+[the role of closest friends]+

This past weekend held a tedious, tension filled trial for our family. For 5 months it has been building, snarling its jagged teeth, threatening - and this weekend we had to face it head on. Actually Doug did. The girls and I, as requested by Doug,  were safely tucked away in the home of kind friends.  The act of being tucked away, and of Doug being physically supported has had me thinking.  Its had me thinking once again about community, friendship and what real support looks like.

For so long it has been like this, "radical transitions" and unusual trials ever threatening our family. Its easy to grow weary, even for those merely watching. Ive written on this before.  The friends who just couldnt deal with all our uncertainties fell away, or became outright betrayers (choosing to appease themselves rather than honor the friendship) over the past year or so.  But, as always, it was for our best.  The gems remain. Contrasting those relationships which fell away and the curtain being pulled back illuminating their true lack of love, the fiercely and longtime faithful immediately wrapped themselves even tighter around us, steeping us in the truth of who we can depend on in this struggle filled life season.

And for such a time as this, we have been Provided a seasoned Christ following, not simply believing, mentor couple who live in our neighborhood:  Stan and Penny.  While Doug faced the trail at our home this weekend, Stan was here with him.  Meanwhile the girls and I were tucked away at Pennys house with tea and tenderness, talking through our morning worship service (they go to the same church we do) and how trails have tilled thankfulness.   Doug claims it was Stans very presence that made the marked change in dealing with the foe.  I would go on further to say that where two or more are gathered, there Christ will be also.  Doug and Stan were gathered, a united front, and the Peace of Christ thus was there also.

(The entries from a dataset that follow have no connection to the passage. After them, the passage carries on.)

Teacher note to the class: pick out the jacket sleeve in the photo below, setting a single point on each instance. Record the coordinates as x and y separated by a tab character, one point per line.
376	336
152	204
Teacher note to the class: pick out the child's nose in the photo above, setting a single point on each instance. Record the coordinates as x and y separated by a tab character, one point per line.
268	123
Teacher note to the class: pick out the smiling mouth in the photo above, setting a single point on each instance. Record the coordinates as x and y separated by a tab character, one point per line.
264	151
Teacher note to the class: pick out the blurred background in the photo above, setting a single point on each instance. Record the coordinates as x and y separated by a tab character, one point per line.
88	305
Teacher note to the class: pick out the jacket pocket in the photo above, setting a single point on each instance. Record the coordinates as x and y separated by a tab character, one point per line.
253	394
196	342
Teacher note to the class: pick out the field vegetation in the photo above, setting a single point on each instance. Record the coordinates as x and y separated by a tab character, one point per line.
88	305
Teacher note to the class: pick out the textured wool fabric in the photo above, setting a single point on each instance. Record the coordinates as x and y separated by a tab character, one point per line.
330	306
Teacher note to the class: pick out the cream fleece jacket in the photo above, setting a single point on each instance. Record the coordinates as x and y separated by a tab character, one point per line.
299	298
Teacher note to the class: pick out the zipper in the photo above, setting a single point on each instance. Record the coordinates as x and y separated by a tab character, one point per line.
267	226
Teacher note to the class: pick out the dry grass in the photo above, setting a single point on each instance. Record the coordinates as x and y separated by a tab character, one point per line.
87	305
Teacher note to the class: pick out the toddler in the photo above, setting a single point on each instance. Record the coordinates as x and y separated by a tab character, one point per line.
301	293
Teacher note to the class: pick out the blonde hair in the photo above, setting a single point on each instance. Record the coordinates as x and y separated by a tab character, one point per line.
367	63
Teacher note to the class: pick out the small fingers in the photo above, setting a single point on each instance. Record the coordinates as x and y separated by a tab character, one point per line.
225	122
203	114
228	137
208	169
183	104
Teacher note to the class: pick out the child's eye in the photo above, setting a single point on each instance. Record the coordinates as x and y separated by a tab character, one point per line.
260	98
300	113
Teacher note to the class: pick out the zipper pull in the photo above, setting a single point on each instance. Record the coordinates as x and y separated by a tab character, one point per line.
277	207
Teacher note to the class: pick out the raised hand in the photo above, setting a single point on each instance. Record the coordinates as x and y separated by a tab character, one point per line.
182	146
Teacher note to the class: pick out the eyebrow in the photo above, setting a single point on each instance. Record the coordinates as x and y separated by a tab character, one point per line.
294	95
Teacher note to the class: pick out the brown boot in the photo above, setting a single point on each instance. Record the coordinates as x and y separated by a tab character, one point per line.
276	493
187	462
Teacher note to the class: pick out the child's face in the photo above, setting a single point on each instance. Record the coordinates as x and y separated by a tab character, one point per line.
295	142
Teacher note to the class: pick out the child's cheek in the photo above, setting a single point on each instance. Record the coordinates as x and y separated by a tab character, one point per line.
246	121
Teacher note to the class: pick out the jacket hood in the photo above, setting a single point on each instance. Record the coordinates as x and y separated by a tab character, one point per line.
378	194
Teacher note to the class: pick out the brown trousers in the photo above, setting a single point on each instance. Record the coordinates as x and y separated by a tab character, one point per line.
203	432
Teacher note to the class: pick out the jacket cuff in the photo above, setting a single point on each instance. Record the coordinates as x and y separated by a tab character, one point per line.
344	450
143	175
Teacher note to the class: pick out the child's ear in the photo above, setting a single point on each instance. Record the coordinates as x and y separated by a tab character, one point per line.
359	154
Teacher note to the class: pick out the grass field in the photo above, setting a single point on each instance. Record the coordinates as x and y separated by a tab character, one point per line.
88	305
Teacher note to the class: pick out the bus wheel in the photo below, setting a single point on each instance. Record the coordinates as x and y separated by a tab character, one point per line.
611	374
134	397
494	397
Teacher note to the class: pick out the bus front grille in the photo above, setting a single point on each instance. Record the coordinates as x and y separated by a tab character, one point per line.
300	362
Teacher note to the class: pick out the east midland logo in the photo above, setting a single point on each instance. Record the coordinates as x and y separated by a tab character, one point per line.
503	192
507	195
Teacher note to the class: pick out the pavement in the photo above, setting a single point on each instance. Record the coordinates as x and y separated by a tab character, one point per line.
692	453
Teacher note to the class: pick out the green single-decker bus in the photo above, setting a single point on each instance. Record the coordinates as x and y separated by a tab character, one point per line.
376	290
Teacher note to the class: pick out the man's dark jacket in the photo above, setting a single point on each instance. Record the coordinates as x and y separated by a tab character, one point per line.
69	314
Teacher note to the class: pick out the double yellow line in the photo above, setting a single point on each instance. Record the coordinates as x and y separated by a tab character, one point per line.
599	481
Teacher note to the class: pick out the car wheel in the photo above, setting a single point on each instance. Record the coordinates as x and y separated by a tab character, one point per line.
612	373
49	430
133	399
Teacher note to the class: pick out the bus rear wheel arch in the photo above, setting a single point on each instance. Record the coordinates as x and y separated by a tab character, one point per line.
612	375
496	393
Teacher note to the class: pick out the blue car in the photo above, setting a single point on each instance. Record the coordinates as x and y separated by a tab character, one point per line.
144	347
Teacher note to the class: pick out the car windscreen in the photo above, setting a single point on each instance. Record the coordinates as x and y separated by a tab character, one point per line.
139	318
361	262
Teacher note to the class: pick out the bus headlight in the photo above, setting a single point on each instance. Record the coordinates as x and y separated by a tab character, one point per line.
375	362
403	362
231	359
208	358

A few weeks back, and upon receipt of our Easter newsletter, I received a letter from a family member stating that she just didnt have the strength of courage to make the choices I have.  I would argue that it is not strength of courage which is needed; certainly that was not the case in biblical stories like David or Moses or even the disciples.  No, it is not strength of courage which moves me to place one more foot in front of the other, walking out the hard things of this life, it is rather strength of faith.    And admittedly my faith is very, very weak at times.  I struggle with unbelief in almost every area of my life, almost every day!   But when I begin to doubt, forget, lose focus,  forever it is my community, my dearests friends, who remind me who I am in Christ and what I believe.  And they, alongside me, pray for my faith to increase.   Community and friends are SO important!

My dearests help me remember who I am in the face of _________.  They always have.  The do not give me the "7 steps for successful living" or try to satiate me with excuses for my unbelief.  They preach truth to me.  Every time.  They preach with kindness and love because they are not trying to force an agenda, they are seeking my heart.  Huge difference from those who poke, point and accuse.  Or worse excuse, justify or embolden  - only amplifying themselves, not the Lord.

I have many opportunities right now to die to self.   You probably do as well.  At one point or another we will have the option to step out in faith and believe, putting it all on the line, making ourselves vulnerable in a way which does not promote comfort.  Or we can choose self.  Its that simple.  It seems complicated, but its really not.  Will you choose the God of the Bible, believe and pray for strength of faith Keitha, or will you choose self I ask myself regularly?  And what will those closest to you advise you to do, I consistently must ask :  will they tell you to seek the Lord? or just take care of yourself (spa, shopping, fun)? or encourage you to take a pill?  or literally pray alongside you?  or remind you of who you are in Christ and who He has been in your life?  or take you to coffee just to "get away from it all" but never reminding you of anything stronger than caffeine?

As I tell the girls all the time, "we are who our friends are".  I do not say that lightly!  My closest friends are women who are willing to believe in the face of a roaring lion, not cower away in despair or pacify themselves with temporal salve.    They have to be.  When Penny shared with me that Stan had confessed "he was scared (for his own life) to stand with Doug, but he was more scared for Doug to stand alone" I was reminded of why I choose the friends I do and that they do that very thing for me.  I was also reminded why the Lord has sifted others out:  Doug and I can not choose unbelief in any, any area.   And we can not surround our family with those who do!


(Taralyn and I at the MN Arboretum in 2009)

Community is who reminds us when we forget.  Friends hold our arms up when we are exhausted.  These people whom the Lord brings into our lives, who "get" the bigger picture of this life being His drama, His Plan, His Story (His complete Sovereignty) are the ones who encourage us on, help us persevere.  And honestly, right now, we are persevering through much.  But isnt that when Paul encourages us to consider it all joy?  My closest friends are exactly who remind me to do exactly that.